Four properties constitute the most prominent static features of materials we have come to call Spin glasses.

• a cusp in the magnetic susceptibility,
• a rounded maximum but no discontinuities in the specific heat,
• spin freezing below temperature $T_f$ , and
• an absence of spatial long-range order

Dilute magnetic alloys at higher concentrations of magnetic impurities were the first experimental examples of spin glasses. Because the spins interact, it was expected the system would have some sort of ordered phase at low temperatures. Indeed a Phase transition was observed, with a susceptibility cusp at a particular transition temperature $T_f$. The high temperature phase was a paramagnetic phase. Then experiments on the nature of the lower temperature phase were conducted.

There exists a variety of experimental probes that can provide information on what the atomic magnetic moments are doing, and measurements using these probes indicated several things.

• First, the spins were “frozen”; that is, unlike in the high-temperature paramagnetic phase, in which each spin flips and gyrates constantly so that its time-averaged magnetic moment is zero, at low temperatures each spin is more or less stuck in one orientation.
• Second, the overall magnetization was zero, ruling out a ferromagnetic phase.

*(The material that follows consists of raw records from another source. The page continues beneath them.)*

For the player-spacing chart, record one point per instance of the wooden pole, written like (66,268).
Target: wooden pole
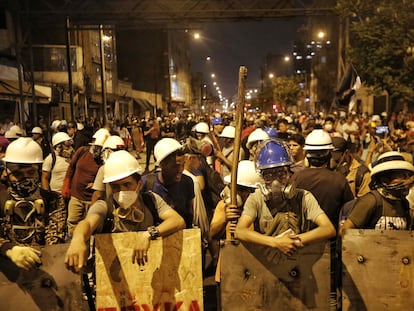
(237,137)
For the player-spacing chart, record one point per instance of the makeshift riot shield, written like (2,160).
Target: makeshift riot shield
(170,280)
(378,270)
(50,287)
(255,277)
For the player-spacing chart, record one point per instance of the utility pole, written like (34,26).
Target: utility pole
(69,69)
(103,81)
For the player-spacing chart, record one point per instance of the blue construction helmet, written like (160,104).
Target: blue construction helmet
(271,131)
(272,153)
(216,121)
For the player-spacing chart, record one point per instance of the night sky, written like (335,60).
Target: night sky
(236,44)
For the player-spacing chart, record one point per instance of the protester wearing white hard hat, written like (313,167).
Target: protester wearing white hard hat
(392,177)
(112,144)
(80,176)
(225,156)
(57,162)
(37,136)
(169,182)
(132,211)
(225,215)
(255,138)
(202,131)
(26,206)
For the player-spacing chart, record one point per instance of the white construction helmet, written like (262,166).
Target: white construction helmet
(389,161)
(24,150)
(11,135)
(100,136)
(165,147)
(16,129)
(202,127)
(60,137)
(114,142)
(257,135)
(228,132)
(247,175)
(318,140)
(119,165)
(37,130)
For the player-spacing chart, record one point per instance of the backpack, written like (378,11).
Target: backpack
(348,207)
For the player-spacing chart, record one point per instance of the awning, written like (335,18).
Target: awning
(9,90)
(143,104)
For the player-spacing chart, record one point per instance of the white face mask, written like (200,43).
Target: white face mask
(125,198)
(328,127)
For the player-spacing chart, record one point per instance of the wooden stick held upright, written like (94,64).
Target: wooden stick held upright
(237,138)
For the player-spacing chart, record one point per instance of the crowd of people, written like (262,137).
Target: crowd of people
(67,182)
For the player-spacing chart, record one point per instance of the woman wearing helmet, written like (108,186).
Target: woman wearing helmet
(279,200)
(392,177)
(56,164)
(255,137)
(112,144)
(225,216)
(150,216)
(225,156)
(22,213)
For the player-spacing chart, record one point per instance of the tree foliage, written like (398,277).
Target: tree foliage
(286,91)
(382,43)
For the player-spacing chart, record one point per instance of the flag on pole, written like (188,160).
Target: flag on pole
(350,83)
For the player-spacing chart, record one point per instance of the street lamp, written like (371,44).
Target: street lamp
(321,34)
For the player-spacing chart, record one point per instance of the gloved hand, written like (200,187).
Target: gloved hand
(66,188)
(24,257)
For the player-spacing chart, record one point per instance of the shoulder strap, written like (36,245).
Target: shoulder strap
(149,182)
(362,169)
(297,204)
(379,207)
(53,159)
(149,200)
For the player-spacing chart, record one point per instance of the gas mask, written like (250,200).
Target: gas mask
(225,195)
(127,208)
(125,198)
(399,190)
(105,154)
(26,187)
(97,150)
(328,127)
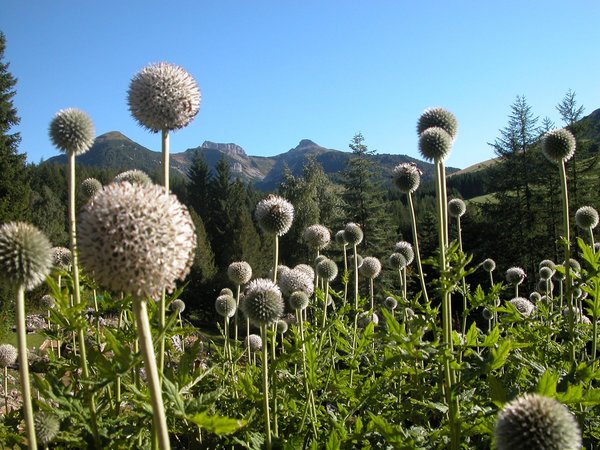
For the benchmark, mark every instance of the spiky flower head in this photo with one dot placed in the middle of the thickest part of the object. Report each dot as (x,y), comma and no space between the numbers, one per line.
(524,306)
(133,176)
(298,300)
(558,145)
(253,342)
(407,177)
(586,217)
(371,267)
(327,269)
(263,304)
(405,249)
(515,275)
(397,260)
(489,265)
(25,255)
(90,187)
(225,305)
(178,305)
(46,427)
(274,215)
(61,257)
(136,239)
(163,96)
(316,236)
(8,355)
(72,131)
(435,144)
(536,422)
(294,280)
(239,272)
(457,207)
(438,117)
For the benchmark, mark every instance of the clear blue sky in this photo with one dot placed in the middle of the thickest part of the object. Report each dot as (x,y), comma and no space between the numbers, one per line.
(274,72)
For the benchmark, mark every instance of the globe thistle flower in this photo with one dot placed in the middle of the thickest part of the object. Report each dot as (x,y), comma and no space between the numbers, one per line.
(489,265)
(239,272)
(263,304)
(435,144)
(136,239)
(536,422)
(586,217)
(46,427)
(316,237)
(456,207)
(178,305)
(295,280)
(397,260)
(225,305)
(25,255)
(558,145)
(524,306)
(72,131)
(438,117)
(163,96)
(8,355)
(298,300)
(407,177)
(406,250)
(327,269)
(515,275)
(90,187)
(61,257)
(371,267)
(353,234)
(253,342)
(133,176)
(274,215)
(390,303)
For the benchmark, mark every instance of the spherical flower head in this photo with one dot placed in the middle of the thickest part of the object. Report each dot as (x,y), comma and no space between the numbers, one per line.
(515,275)
(46,427)
(586,217)
(327,269)
(274,215)
(61,257)
(435,144)
(133,176)
(407,177)
(263,304)
(72,131)
(558,145)
(136,239)
(536,422)
(298,300)
(178,305)
(438,117)
(8,355)
(163,96)
(353,234)
(239,272)
(489,265)
(406,250)
(371,267)
(296,280)
(524,306)
(316,236)
(457,207)
(90,187)
(225,305)
(25,255)
(253,342)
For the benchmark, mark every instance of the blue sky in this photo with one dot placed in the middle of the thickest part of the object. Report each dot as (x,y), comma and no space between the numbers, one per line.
(275,72)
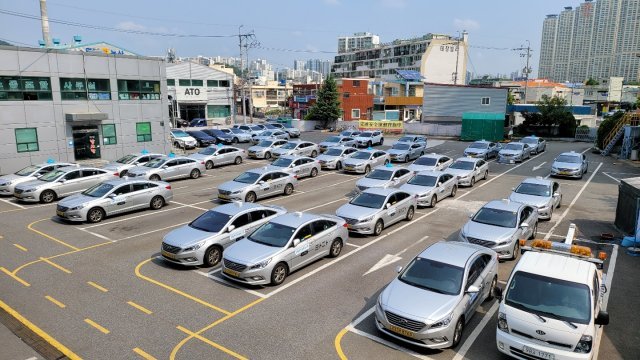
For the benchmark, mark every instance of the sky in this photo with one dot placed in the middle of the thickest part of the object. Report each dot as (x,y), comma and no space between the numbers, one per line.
(288,30)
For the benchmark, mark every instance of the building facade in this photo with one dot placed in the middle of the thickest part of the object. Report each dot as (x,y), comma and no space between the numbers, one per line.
(72,106)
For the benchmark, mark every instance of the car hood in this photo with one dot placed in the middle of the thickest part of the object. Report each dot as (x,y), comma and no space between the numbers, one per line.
(355,212)
(416,303)
(537,201)
(248,252)
(186,236)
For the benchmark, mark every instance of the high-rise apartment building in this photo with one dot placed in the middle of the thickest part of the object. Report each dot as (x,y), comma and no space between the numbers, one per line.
(598,39)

But third, more sensitive probes indicated there was no long-range antiferromagnetic order either: in fact, as near as could be told, the spins seemed to be frozen in random orientations.

However, the phase transition had some more surprises to reveal. Recall that at a phase transition, all the thermodynamic functions behave singularly in one fashion or another. Surely the specific heat, one of the simplest such functions, should show a singularity as well. However, when one measures the specific heat of a typical spin glass, one sees . . . absolutely nothing interesting at all. All you see is a broad, smooth, rounded maximum, which doesn’t even occur at the transition temperature (defined to be where the susceptibility peak occurs). A typical such measurement is shown in figure 4.2.

So, returning to the topic at hand, we’re faced with the follow- ing question: Is there a true thermodynamic phase transition to a low-temperature spin glass phase characterized by a new kind of magnetic ordering? Or is the spin glass just a kind of magnetic analog to an ordinary structural glass, where there is no real phase transition and the system simply falls out of equilibrium because its intrinsic relaxational timescales exceed our human observational timescales? If the latter, then the spins wouldn’t really be frozen for eternity; they would just have slowed down sufficiently that they appear frozen on any timescale that we can imagine.

As of this writing, the question remains open.